Sort Order and Depth-FIrst
I recently did some experiments with Calibre to see what actually happens when you specify an index file referencing several other html files. I had several questions:
1. Does Calibre change the order of included files?
I created 5 html files named part_1.html, part_2.html, part_10.html, part_11.html and part_20.html. Each file looks like:
Code:
<html><body>
<p>This is file 1.</p>
</body></html>
with the "1" replaced with 2, 10, 11 or 20, as appropriate for each file.

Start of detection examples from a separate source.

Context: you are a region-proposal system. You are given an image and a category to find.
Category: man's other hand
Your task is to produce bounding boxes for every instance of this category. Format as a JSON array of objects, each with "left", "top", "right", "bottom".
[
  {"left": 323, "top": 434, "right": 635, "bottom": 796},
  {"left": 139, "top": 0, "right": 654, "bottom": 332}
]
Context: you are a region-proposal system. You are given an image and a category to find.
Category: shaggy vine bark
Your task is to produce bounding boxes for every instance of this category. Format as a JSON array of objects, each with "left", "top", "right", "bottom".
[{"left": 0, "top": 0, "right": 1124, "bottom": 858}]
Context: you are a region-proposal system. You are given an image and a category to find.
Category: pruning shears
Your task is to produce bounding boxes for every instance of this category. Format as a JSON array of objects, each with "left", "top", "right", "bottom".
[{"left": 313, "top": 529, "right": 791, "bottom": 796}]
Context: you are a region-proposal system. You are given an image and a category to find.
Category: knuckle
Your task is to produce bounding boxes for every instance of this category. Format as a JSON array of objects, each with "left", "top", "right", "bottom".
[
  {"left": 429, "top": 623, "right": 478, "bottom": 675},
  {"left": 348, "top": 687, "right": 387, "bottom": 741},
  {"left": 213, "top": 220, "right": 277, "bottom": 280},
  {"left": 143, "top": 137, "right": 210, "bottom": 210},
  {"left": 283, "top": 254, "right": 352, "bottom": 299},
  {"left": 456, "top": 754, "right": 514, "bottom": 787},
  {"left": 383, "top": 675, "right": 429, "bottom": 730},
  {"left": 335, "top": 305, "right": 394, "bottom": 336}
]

I tried to create an epub from just these five files:
Code:
ebook-convert *.html foo.epub
but calibre wouldn't take it. So, following Kovid's recommendation in the documentation, I created an index file that looks like:
Code:
<html><body>
<p><a href=file_1.html>file 1</a></p>
<p><a href=file_2.html>file 2</a></p>
<p><a href=file_10.html>file 10</a></p>
<p><a href=file_11.html>file 11</a></p>
<p><a href=file_20.html>file 20</a></p>
</body></html>
and created an epub:
Code:
ebook-convert index.html foo.epub
The order of the files in the epub was 1, 2, 10, 11, 20, just as in the index.html. From this, I conclude that calibre doesn't just bunch all the references together and then retrieve them in sort order. Further, there's no need to rename the files with leading zeros before single digits.
2. Well, just when depth-first order important?
Following Kovid's example, I changed file_2.html to include a link to file_11.html and made an epub out of this. The sequence of files turned out to be 1, 2, 11, 10, 20, just as Kovid warned it would be. The difference here is that there was a forward reference (in file_2.html) that needed to be chased down first.
3. What happens if you reverse the files in index.html?
I arranged the links in index.html to be in reverse order. File_2.html still linked to file_11.html, but now it's a backward link. Made an epub out of this and the order was 20, 11, 10, 2, 1 without any need for a depth-first search.
Conclusions:
Simple forward links at the top (index) level behave nicely, coming out in the same order you list them. Actually, it's a depth-first search where the depth is 1.
Forward links at the second (or lower) levels will include files in depth-first order.
Backward links don't change the include order at all.